TFP growth has important implications for regional disparity in China's economic development. Table 4 illustrates result which confirms that most of the instrument are significant, and the over identification test does not reject the null hypothesis. The estimated direct effect of human capital is positive and significant for both measures of the highly educated group. In Table 5, the education level above junior high school is used to measure human capital. When we use the variable defined as some college education or above, it is insignificant in all specifications.

In order to illustrate the economic importance of the estimation results, the paper calculate the impacts of possible policy interventions through human capital and infrastructure investments.

The returns to senior high school education or above and infrastructure are assumed to emanate from their impacts on TFP growth, while the return to junior high school education or above is postulated to arise from its direct impact as a factor of production. It is instructive to compare the estimated rates of return in Table 6 with the marginal products of educated labor shown in Fig. 5. It is clear that at existing factor quantities, the marginal product of educated labor is much higher in the coastal region and northeast regions than elsewhere, but so is the marginal product of less-educated labor. Hence the opportunity cost of sending a coastal or northeast worker to school is higher than it is in the interior or far west regions. The first line of each cell in Table 7 is the predicted ratio of percapita GDP in one of the other three regions to the coastal region if one of the three policy actions is undertaken. In the first row, we see that the impact of a policy focused on raising schooling levels education would have a larger impact on reducing regional inequality in the interior than in far west.

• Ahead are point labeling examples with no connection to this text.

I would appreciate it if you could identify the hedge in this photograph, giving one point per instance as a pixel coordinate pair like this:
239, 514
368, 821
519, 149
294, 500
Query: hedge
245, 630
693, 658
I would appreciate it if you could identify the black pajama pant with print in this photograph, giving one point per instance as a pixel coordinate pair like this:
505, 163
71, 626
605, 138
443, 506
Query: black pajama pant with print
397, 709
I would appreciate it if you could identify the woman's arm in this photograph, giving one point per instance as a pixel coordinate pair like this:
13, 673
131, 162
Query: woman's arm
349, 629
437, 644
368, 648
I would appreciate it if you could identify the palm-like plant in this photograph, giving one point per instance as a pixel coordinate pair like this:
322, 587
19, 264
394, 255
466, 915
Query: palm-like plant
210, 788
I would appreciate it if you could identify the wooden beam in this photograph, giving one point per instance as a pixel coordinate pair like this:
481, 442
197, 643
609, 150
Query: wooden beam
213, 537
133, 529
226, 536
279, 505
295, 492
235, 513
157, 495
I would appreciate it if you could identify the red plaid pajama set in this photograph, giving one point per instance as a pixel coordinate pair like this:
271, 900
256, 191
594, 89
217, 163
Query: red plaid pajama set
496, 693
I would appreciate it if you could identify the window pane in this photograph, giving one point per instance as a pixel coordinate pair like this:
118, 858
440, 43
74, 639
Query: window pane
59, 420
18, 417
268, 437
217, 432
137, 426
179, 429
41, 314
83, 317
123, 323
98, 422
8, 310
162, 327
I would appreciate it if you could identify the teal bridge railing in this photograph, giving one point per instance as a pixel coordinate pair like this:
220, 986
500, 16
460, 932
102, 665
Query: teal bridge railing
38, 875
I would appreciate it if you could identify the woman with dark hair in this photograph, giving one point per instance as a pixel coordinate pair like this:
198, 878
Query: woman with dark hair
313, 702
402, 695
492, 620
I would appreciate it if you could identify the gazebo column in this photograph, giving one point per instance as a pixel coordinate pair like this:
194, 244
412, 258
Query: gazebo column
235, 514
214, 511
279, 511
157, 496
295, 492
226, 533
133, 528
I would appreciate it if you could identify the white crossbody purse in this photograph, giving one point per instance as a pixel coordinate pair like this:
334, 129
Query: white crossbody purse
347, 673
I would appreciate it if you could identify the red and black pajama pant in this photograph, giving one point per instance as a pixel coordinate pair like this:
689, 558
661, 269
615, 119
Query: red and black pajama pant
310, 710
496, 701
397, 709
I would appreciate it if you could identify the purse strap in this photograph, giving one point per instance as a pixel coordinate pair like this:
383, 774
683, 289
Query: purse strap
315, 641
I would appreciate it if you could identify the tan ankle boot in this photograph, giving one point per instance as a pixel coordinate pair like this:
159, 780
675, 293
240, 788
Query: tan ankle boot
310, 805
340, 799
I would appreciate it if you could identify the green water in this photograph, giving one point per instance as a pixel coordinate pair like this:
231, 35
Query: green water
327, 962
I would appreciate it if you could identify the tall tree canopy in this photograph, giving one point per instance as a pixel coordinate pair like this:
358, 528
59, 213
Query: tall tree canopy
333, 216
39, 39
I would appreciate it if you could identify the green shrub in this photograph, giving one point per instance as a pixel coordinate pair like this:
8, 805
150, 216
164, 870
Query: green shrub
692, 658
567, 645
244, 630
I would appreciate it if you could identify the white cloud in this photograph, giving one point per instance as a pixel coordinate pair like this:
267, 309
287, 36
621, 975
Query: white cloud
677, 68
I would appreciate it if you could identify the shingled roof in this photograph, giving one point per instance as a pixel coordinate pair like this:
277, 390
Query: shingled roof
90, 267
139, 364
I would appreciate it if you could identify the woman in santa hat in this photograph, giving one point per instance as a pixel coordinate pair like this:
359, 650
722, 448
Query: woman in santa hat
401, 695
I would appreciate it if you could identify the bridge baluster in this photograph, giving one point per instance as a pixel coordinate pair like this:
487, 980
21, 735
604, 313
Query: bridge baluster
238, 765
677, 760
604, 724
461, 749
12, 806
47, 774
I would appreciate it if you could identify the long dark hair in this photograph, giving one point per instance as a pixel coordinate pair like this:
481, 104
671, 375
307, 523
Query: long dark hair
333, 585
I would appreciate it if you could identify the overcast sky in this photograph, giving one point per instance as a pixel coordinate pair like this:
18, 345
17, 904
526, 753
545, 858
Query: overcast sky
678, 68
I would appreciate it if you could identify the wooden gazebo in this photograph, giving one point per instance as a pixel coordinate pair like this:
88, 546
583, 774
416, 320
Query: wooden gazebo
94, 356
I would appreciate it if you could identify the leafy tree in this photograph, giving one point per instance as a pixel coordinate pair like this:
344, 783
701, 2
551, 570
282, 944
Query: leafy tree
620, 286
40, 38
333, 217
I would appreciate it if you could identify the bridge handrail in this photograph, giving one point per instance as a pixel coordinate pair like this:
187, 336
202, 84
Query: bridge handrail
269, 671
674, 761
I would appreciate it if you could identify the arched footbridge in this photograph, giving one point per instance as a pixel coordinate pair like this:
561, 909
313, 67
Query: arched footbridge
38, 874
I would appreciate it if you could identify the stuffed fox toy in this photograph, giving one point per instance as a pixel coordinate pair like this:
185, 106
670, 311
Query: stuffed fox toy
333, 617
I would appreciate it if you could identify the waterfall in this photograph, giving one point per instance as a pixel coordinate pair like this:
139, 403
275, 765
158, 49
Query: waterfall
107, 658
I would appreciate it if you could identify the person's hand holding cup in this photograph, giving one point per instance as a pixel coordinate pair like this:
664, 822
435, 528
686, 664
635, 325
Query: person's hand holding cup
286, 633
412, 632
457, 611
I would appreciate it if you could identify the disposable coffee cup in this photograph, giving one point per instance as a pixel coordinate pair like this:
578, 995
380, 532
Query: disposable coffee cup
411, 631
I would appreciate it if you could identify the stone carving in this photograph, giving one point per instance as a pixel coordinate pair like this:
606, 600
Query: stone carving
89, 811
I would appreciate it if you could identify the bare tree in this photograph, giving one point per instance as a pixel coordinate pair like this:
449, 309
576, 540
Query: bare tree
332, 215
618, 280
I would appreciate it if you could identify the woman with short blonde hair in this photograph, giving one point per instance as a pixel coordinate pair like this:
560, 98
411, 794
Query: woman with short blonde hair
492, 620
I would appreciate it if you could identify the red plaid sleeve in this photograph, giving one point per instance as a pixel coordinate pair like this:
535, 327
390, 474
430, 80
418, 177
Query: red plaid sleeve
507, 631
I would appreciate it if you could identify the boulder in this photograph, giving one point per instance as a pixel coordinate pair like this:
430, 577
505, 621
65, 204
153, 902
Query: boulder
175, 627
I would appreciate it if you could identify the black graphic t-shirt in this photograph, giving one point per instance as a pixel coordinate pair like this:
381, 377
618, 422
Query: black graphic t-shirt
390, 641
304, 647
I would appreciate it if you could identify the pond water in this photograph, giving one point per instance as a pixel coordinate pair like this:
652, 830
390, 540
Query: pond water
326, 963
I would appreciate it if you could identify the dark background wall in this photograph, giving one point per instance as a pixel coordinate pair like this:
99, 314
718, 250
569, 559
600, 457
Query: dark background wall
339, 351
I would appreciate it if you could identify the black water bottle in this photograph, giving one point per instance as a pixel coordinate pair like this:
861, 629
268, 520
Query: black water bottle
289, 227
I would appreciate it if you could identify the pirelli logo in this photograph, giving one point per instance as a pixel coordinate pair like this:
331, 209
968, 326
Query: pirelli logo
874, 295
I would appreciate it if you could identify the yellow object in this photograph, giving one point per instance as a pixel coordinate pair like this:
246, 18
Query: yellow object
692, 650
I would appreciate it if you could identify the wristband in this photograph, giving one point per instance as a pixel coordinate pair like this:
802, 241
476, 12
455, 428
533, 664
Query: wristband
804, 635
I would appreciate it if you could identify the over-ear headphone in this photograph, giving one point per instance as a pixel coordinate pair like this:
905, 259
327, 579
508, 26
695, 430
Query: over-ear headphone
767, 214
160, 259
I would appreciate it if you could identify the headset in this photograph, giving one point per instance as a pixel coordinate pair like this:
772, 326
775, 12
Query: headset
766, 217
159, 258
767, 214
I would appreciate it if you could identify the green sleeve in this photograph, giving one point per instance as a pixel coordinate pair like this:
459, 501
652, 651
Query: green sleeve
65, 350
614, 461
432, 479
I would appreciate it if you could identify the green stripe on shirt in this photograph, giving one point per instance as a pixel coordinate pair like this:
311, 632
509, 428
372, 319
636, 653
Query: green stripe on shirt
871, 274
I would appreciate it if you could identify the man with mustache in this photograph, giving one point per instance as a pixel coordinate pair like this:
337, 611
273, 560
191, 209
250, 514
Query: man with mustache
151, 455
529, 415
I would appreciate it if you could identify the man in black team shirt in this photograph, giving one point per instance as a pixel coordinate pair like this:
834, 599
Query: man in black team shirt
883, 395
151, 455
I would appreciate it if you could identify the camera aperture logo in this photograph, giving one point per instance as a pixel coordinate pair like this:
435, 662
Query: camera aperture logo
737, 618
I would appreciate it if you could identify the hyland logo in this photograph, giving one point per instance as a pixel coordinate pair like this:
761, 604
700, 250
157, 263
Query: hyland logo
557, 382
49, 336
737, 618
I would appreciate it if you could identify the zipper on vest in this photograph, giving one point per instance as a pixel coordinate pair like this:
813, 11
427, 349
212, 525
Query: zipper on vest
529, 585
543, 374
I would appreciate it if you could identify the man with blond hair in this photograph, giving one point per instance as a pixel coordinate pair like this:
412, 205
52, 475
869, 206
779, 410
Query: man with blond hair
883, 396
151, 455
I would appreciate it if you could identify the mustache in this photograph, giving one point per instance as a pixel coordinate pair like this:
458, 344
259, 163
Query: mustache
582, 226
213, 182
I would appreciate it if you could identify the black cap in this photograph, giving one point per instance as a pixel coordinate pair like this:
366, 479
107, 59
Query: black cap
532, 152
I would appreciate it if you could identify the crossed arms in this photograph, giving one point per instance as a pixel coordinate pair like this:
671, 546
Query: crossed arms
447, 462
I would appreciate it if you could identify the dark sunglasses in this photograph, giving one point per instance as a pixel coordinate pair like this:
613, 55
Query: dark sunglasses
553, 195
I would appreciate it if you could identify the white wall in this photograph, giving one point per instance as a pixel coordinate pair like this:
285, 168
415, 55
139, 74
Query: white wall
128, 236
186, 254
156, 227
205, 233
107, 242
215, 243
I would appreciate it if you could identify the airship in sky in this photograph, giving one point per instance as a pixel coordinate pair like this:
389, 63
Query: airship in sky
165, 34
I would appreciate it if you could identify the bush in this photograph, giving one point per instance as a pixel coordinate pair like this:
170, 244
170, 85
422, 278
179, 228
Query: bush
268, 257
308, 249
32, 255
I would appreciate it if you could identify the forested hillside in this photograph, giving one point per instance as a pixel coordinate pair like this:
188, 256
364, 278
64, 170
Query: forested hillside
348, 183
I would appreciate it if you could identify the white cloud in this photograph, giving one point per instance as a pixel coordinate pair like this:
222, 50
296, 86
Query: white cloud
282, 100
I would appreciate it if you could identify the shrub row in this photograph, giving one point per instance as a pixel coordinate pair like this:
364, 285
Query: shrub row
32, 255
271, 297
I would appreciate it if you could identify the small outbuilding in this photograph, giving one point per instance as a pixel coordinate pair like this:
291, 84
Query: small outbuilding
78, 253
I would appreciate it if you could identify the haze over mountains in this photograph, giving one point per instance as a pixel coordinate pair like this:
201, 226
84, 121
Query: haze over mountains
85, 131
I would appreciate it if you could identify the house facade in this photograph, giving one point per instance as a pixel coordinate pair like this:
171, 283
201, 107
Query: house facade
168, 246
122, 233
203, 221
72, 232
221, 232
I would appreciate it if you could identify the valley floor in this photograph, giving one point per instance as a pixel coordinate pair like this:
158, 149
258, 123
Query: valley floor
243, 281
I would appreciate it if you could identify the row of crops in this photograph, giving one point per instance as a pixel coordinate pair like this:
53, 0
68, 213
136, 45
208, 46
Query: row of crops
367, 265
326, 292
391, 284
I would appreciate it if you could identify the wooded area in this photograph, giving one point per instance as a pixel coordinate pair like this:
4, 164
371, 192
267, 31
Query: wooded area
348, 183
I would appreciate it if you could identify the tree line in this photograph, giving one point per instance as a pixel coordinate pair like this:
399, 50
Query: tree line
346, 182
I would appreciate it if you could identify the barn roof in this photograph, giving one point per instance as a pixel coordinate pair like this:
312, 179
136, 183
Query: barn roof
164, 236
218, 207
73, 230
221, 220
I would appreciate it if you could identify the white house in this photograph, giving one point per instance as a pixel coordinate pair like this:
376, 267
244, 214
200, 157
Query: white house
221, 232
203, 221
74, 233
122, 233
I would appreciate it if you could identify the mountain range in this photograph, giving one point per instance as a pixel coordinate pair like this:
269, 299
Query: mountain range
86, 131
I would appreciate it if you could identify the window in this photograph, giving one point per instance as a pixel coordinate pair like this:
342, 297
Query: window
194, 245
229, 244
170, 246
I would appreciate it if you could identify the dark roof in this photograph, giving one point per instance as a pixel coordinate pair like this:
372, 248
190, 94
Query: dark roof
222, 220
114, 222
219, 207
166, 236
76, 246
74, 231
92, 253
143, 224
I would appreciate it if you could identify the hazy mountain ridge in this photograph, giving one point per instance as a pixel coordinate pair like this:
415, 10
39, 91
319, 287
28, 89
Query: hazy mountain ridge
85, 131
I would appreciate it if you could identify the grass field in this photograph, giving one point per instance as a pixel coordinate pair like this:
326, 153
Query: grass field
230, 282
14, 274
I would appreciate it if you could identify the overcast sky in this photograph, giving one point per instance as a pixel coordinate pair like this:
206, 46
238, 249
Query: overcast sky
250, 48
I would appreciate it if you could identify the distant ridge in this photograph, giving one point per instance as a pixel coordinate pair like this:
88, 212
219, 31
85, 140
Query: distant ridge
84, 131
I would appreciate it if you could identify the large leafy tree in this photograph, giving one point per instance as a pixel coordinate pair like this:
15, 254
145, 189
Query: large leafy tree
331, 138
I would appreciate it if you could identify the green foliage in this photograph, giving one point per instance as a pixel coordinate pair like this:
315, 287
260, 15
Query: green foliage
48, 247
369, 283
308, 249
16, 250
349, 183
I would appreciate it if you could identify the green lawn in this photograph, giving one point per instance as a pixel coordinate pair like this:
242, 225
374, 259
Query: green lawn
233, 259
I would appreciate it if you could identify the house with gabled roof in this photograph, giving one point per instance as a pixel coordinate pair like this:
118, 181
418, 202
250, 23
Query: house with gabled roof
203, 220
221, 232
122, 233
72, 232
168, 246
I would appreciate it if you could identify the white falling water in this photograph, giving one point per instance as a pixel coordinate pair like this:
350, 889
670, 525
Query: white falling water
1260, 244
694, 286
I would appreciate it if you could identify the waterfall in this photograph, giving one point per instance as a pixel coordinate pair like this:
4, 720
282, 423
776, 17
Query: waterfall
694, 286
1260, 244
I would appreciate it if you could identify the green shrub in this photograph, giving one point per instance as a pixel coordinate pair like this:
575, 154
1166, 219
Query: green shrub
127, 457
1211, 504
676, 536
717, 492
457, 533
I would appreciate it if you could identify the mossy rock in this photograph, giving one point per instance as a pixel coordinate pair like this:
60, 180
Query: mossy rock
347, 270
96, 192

To conclude, China’s rapid economic growth was initiated by the complementarity betwee a solid base of medium-skill labor and a huge inflow of FDI. It has been sustained by rapid physical capital accumulation and human capital formation. But Chinese policy makers face a dilemma, because continued economic transformation has not been equally beneficial across China's major regions. The interior region (near west) and far western regions lag far behind the coastal and northeast regions in economic progress.

My point of view, China is now facing serious challenges in the areas of education, the quality of its labor force, and in sustaining its economic growth. And China tries to reduce economic inequality between near west and far western regions, for example China’s on-going Go-West policy.